INTRODUCTION
PEOPLE TRANSFER KNOWLEDGE in various ways. The simplest form of transmission is to speak or to hear, but such knowledge is not sustainable and is easily lost. One way to make knowledge sustainable is to write it down. Once in a written form – this can be a text, but also pictures and drawings – it then can be forwarded. Therefore, for us, books, technical drawings, and the like seem to be the most suitable ‘vehicles’ of knowledge. However, not every drawing is a vehicle of knowledge, particularly when it comes to technical knowledge. One must examine the intrinsic link between image, technology, and the rules set for codification of practical knowledge in printed form. Different kinds of such prescriptive literature and so-called ‘how-to books’, to use a contemporary term, such as books of secrets and recipes, show how practices became formalized and codified.
SIMPLE DESCRIPTIONS OR TECHNICAL MANUALS?
Although writing had already arrived from China by the fourth century CE, the Japanese book tradition dates back only to the eighth century. These Japanese writings are usually not books with technical content, as they contain myths, representations of history, and geographical writings. However, some refer to buildings, roads, watchtowers, canals, dams, ponds and trenches, and especially temples and shrines. These provide evidence of a differentiated class of craftsmen with a marked hierarchy. It can be assumed that this hierarchy was based on skill. Unfortunately, these books give us no details about how these different craftsmen were trained, and contemporary technical textbooks or manuals for these trades do not exist.
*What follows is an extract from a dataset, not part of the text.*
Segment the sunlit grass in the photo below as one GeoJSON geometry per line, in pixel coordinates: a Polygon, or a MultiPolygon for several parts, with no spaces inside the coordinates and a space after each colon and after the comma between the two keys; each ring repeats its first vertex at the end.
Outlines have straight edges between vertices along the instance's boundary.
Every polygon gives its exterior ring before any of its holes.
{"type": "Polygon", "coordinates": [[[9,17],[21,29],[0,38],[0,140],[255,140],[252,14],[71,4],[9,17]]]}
Aside from references to craftsmen in ancient writings, pictorial representations of craftsmen at work, or technical details relating to the construction of buildings (mostly temples or shrines), are rare. However, a strange object stands out in ancient writings: it is the first evidence of a ‘technical drawing’, or the passing on of technical knowledge in written form.
The illustration shows the base of the Shintō shrine at Izumo, one of the oldest religious sites in Japan, near the Sea of Japan. What we see is a cross-sectional view showing the shrine's pillars, each formed of three tree trunks. The drawing, which is obviously ‘technical’, dates back to the eighth century and is thus the oldest drawing of its kind in Japan.